Iron & Steel making at Robertsbridge

In 1541 when Sir William Sidney built a blast furnace at Robertsbridge, this was an early venture into new technology imported from the southern part of Belgium via the Pays de Bray in northern Normandy. This blast furnace technology adopted in the Weald came from French speaking Walloons who had adapted water powered bloomery furnaces producing a solid iron product which could be readily forged, but which had a poor yield and hence low output. The change was to produce molten iron which gave a much higher yield and could be cast into useful but rather brittle ‘cast iron’ items, but required refining in a forge to lower the carbon content if more ductile products such as those produced in bloomeries were required.

At the time Sir William embarked on the venture there were only eight blast furnaces operating in the Weald, all in present day East Sussex. The first, Queenstock at Buxted had been built in 1490. By the end of the Wealden blast furnace era, which closed with Ashburnham furnace in 1813, 115 furnaces had been built. Sir William may be considered unlucky in his choice of Robertsbridge for his venture as the ore in the area is contaminated with gypsum (CaSO4) - indeed the mineral is mined in the area today. This introduced sulphur into the iron from the blast furnace which restricted its use in the forge to making only small items, such as nails. Indeed, the furnace was closed for 27 years with iron being sourced from Panningridge where he also built a furnace. However, Robertsbridge did supply him with wood for charcoal - the fuel and reducing agent for the furnace, and fuel for the forge as well as water systems to power the furnace and forge bellows and forge hammers and a nearby navigable river ? the Rother ? for transport to and from the port of Rye.

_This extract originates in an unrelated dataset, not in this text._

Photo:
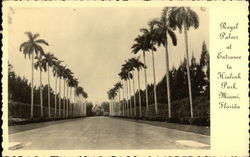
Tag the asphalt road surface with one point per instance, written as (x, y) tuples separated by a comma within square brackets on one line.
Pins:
[(106, 133)]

William’s son, Sir Henry Sidney further developed the technology by introducing steelmaking by the ‘German method’ in which the blast furnace iron is only partially decarburised - lowering the carbon content of the blast furnace iron from about 4%C to 1%C or less. For this, he again relied on imported technology bringing in ‘Dutch’ (German) workers to operate the forges. However, they found the local iron to be unsuitable for steelmaking and preferred to use Welsh iron so requiring Sir Henry to lease a blast furnace in Glamorganshire from where iron plate was shipped by sea and then up the river Rother to the steel forges. The Sidneys owned the ironworks for four generations, selling it to Sir Thomas Webster in 1726. During Webster’s tenure gun founding commenced - a lucrative product in times of war and one that many Wealden furnaces were engaged in by this time.

In 1747, a later tenant of Webster, the Jukes brothers, build an air furnace to melt iron. This reverberatory furnace requires no bellows, relying on a chimney to create a draught to burn the fuel which, unlike a forge, is not in contact with the iron being melted but is in an adjacent chamber - the hot gases from the fuel passing over the iron melts it. This allows cheaper coal rather than charcoal to be used as fuel, but there is no evidence that the Jukes ever used coal which would have had to be imported many miles from the Midlands. An air furnace, however, provided the option to ‘blend’ cast and wrought iron and was convenient for making small objects including cannon balls and shot.

In 1756, a Staffordshire ironmaster, John Churchill, held the lease and signed agreements to provide ordnance to the government, but lost the contract five years later. By 1767 he was bankrupt.

The final phase of operation was in the hands of James Bourne, a relative of Churchill, who operated the furnace for a short time, then just the forge, producing a mere 50 tons of bar iron a year until operations ceased around 1793.